Processo Nº AIRO-0001527-43.2015.5.10.0103

Relator GRIJALBO FERNANDES COUTINHO

AGRAVANTE VANA ALVES DA SILVA

ADVOGADO VINICIUS NOBREGA COSTA(OAB: 38453/DF)

AGRAVANTE PEDRO HENRIQUE FERREIRA DIAS

ADVOGADO VINICIUS NOBREGA COSTA(OAB: 38453/DF)

AGRAVADO GUTEMBERG MELO SOUZA

ADVOGADO THIAGO JANUARIO DE ANDRADE(OAB: 21800/DF)

Intimado (s)/Citado (s):

- PEDRO HENRIQUE FERREIRA DIAS

PODER JUDICIÁRIO

JUSTIÇA DO

TRT AIRO 0001527-43.2015.5.10.0103 - ACÓRDÃO 1ªTURMA/2021 RELATOR: DESEMBARGADOR GRIJALBO FERNANDES COUTINHO AGRAVANTE: PEDRO HENRIQUE FERREIRA DIAS - CPF:

749.463.741-91

ADVOGADO: VINICIUS NOBREGA COSTA - OAB: DF0038453 AGRAVANTE: VANA ALVES DA SILVA - CPF: 376.298.321-68 ADVOGADO: VINICIUS NOBREGA COSTA - OAB: DF0038453 AGRAVADO: GUTEMBERG MELO SOUZA - CPF: 981.961.705-72 ADVOGADO: THIAGO JANUARIO DE ANDRADE - OAB: DF0021800 ORIGEM: 1ª VARA DO TRABALHO DE TAGUATINGA/DF CLASSE ORIGINÁRIA: Ação Trabalhista - Rito Ordinário (JUIZ JOAO BATISTA CRUZ DE ALMEIDA) EMENTA EMENTA

1. AGRAVO DE INSTRUMENTO. INDEFERIDA A JUSTIÇA GRATUITA. AUSÊNCIA DE COMPROVAÇÃO DO PREPARO NO PRAZO DEVIDO (CPC/2015, ARTIGO 99, § 7º).
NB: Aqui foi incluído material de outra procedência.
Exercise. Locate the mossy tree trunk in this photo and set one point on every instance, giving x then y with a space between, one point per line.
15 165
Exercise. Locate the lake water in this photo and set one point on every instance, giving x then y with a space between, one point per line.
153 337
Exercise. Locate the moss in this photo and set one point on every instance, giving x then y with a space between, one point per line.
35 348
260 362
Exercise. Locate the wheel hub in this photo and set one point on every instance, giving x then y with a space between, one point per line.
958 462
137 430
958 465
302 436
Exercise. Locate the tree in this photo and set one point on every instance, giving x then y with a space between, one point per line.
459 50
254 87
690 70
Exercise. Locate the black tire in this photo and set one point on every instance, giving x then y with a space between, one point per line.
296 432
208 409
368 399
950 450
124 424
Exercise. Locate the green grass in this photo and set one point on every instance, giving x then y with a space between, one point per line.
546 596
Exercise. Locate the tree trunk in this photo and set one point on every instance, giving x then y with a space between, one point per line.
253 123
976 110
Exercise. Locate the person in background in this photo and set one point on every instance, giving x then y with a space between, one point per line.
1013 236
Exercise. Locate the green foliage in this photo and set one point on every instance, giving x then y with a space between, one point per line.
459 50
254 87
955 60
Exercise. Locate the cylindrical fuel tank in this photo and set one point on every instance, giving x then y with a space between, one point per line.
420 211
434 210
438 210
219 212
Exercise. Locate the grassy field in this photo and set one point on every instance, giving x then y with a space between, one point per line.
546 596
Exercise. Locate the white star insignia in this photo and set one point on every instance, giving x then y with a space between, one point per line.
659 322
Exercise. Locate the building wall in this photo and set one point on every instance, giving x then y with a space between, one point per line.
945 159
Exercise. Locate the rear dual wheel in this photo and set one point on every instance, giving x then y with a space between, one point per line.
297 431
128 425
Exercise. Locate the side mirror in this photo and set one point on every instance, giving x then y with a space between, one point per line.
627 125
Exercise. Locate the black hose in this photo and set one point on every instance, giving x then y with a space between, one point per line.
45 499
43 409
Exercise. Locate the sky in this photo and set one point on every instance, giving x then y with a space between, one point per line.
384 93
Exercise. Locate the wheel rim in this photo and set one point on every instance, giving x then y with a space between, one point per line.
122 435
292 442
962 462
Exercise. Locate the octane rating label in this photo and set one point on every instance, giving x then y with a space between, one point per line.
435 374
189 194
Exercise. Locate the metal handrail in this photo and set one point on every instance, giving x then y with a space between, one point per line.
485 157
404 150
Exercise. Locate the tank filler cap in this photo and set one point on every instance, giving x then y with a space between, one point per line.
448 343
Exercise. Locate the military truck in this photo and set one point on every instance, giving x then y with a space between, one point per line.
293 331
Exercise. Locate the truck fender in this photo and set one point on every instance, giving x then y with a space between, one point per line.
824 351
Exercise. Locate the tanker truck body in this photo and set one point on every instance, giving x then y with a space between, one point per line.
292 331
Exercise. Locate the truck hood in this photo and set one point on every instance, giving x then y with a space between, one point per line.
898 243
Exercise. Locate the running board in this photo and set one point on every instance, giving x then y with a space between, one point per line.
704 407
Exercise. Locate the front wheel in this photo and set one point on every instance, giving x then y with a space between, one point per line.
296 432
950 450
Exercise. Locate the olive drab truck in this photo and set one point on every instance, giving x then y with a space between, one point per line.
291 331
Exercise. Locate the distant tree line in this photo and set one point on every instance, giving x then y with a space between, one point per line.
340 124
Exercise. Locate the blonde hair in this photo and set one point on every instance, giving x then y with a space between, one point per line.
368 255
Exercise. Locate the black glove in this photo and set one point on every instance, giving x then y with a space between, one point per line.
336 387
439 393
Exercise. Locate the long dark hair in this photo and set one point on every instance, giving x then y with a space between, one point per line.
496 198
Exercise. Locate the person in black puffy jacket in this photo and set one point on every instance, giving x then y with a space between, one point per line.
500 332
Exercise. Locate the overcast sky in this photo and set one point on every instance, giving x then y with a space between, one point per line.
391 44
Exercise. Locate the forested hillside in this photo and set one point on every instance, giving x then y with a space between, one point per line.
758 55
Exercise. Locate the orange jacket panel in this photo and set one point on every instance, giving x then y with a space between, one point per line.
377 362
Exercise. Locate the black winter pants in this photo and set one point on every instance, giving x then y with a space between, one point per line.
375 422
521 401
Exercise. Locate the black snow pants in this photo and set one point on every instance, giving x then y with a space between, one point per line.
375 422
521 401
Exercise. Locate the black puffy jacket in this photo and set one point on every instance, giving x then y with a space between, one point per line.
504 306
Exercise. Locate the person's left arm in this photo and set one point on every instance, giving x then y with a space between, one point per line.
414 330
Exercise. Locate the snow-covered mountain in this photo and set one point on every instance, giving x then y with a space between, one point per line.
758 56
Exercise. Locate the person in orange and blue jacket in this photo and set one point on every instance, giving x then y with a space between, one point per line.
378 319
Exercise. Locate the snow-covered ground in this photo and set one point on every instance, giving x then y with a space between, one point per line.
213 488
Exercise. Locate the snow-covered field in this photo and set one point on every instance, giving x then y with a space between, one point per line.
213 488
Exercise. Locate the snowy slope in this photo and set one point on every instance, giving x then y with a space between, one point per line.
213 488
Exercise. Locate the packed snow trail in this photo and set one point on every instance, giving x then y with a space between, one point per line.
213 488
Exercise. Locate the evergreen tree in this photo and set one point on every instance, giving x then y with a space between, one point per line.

Indeferidos os benefícios da justiça gratuita, por não demonstrada a alegada hipossuficiência financeira dos sócios, e considerando a ausência de recolhimento de custas e depósito recursal após intimação para regularização do preparo, impõe-se o não conhecimento do recurso ordinário dos reclamados, por insuperável deserção.

2. Agravo de instrumento conhecido e desprovido.

I- RELATÓRIO

O Juiz do trabalho, JOÃO BATISTA CRUZ DE ALMEIDA, atuando na 1ª Vara do Trabalho de Taguatinga - DF, em exame de admissibilidade (ID. 40805d3/fl. 870), denegou seguimento ao recurso ordinário interposto pelas partes PEDRO HENRIQUE FERREIRA DIAS e VANA ALVES DA SILVA (ex-sócios da reclamada) , por considerá-lo deserto, ante a ausência de preparo. Os reclamados interpõem agravo de instrumento para que seja dado seguimento ao recurso ordinário interposto.

Sem contraminuta ao agravo de instrumento.

Em decisão monocrática, proferida, ao ID. 5f6e79b/fls. 886-894, o pleito relativo ao pedido de benesses da Justiça Gratuita foi indeferido.

Ato contínuo, houve intimação para que os recorrentes comprovassem nos autos o recolhimento das custas processuais e do depósito recursal, nos termos do artigo 99, § 7º, do CPC/2015, bem como do depósito de que trata o § 7º do art. 899 da CLT, sob pena de não conhecimento do recurso interposto.

Os demandados não apresentaram preparo, embora regularmente intimados.

Desnecessária a prévia manifestação do Ministério Público do Trabalho, porquanto não verificada quaisquer das hipóteses contidas no artigo 102 do Regimento interno deste TRT.

É o relatório.

II- VOTO 1- ADMISSIBILIDADE 1.1 - AGRAVO DE INSTRUMENTO

O agravo é tempestivo e regular é a representação processual.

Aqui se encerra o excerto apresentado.